Imagine the businesses of the industrial revolution had set up “efficiency departments” to deal with the demands of the new era. What strikes us as ridiculous in historical hindsight—clearly, efficiency and automation were goals that required businesses as a whole to take action—seems to be perfectly adequate when it comes to meeting the challenges of digital transformation. Far from it: Such an approach is not workable.
When we talk about (digital) transformation, we talk about organizations that are changing as a whole: They are transitioning from the age of optimization to the age of customization. In real time, that is—lest things become too easy. In order to get there, two parallel modi operandi are required: control and creativity. There have to be standardized processes on the one hand, and a clearly formulated purpose and agile structures on the other. What is needed in between is people who have the skills and the courage to constantly decide what is required. And executives who encourage and enable this agility.
The loss of control that comes with experimentation is painful for many executives who cringe when they hear “fail fast, fail cheap”. The culture of zero defects, which Austria is particularly fond of, guarantees, first and foremost, one thing: zero room for variation, experimentation, testing and thus learning. Entrusting subordinate social-media departments with managing the golden opportunity to connect with communities is consistent with this philosophy. That said, interacting with current and prospective customers and potential employees is THE chance for businesses to constantly put out feelers in their communities. They can reach out to them with a view to learning and putting solutions to the test. Moreover, they can stimulate interaction and demand by providing impetus. It goes without saying that, in doing so, businesses have to treat their communities as equal partners. In this day and age, designing holistic customer experiences, rather than just developing products, makes all the difference when it comes to winning the race for customer attention and, ultimately, to achieving business success.

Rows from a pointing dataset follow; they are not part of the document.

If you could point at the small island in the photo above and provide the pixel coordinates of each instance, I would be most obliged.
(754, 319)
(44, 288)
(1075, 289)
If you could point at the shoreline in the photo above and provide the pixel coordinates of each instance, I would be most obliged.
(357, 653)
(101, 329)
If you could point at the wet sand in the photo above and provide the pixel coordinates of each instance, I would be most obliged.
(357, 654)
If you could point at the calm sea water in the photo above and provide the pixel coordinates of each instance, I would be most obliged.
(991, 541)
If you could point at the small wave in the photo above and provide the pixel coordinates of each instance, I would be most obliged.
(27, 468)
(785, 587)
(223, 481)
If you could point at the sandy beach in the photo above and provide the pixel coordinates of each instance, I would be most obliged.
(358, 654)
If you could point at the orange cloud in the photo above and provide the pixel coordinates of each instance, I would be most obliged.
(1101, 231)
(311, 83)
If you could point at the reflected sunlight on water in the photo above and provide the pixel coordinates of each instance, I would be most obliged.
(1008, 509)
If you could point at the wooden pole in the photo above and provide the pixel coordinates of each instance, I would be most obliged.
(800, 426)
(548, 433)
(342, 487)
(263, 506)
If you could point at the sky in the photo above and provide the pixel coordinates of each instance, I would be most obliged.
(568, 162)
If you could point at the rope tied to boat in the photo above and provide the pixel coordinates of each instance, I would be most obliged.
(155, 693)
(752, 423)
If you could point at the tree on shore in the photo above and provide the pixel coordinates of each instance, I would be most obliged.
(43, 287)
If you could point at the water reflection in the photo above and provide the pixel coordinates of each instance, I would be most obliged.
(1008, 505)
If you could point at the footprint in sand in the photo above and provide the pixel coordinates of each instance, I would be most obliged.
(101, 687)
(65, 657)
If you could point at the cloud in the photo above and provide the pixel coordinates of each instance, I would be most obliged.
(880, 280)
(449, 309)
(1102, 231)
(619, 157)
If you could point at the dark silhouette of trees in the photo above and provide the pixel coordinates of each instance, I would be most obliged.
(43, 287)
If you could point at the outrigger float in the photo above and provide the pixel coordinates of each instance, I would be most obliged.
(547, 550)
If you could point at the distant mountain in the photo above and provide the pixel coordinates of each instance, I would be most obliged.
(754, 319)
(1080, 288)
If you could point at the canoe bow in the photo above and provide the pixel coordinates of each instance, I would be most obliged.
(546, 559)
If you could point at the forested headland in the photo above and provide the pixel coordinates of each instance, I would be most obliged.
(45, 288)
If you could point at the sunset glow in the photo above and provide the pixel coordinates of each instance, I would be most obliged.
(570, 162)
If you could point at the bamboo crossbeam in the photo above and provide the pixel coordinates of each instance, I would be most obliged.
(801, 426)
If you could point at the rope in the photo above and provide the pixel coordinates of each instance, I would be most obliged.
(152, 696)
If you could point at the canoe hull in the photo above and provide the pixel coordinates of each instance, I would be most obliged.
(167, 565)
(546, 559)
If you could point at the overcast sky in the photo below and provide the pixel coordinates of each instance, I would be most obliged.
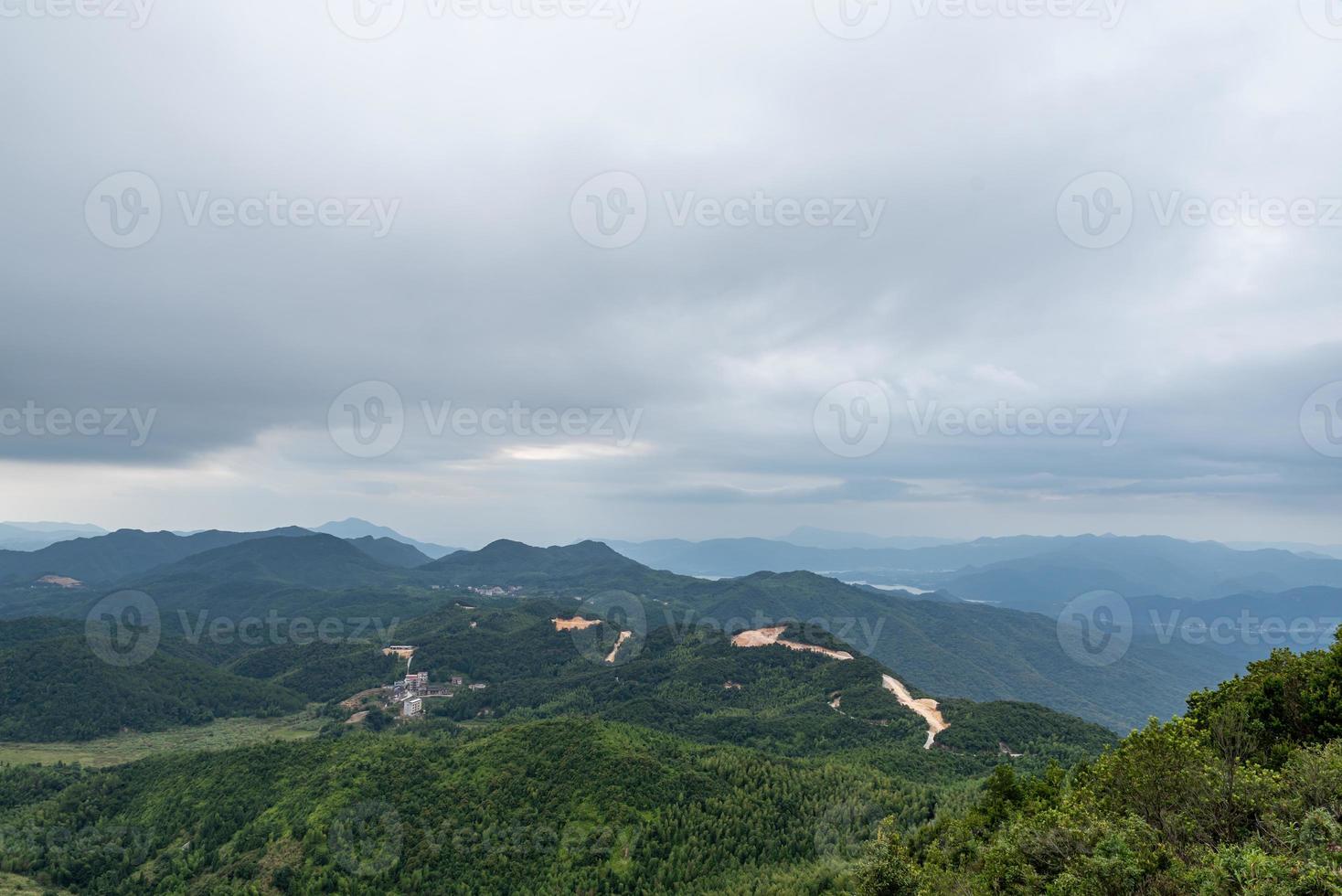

This is precisely why it is no longer enough to have a digitally literate communications department: Businesses cannot tap into (communicative) opportunities in real time unless there is cooperation across silos. These new structures will give businesses the agility they need to cope with the enormous pressure for change, making it possible for them to not just re-act to disruptive phenomena. New leadership skills are needed for the big vision that is the age of cooperation to become a reality. Without too much respect for the complexity of this day and age, each and every one has to make an effort to tap into the new opportunities. A lifelong commitment to honing one's leadership skills is part and parcel of this process: The first step is to gain a clear understanding of one's leadership drivers and enrich them in a focused manner so as to become able to take situationally appropriate action. A solid basis for this is provided by non-violent communication, which is about expressing one's needs without introducing judgment or evaluation, and which does not overlook the individual (as is, alas, the case with, for instance, holacracy, a currently extremely popular approach). The next step is to develop one's leadership style with a view to being able to provide leadership during all the different stages of the rapid process of change.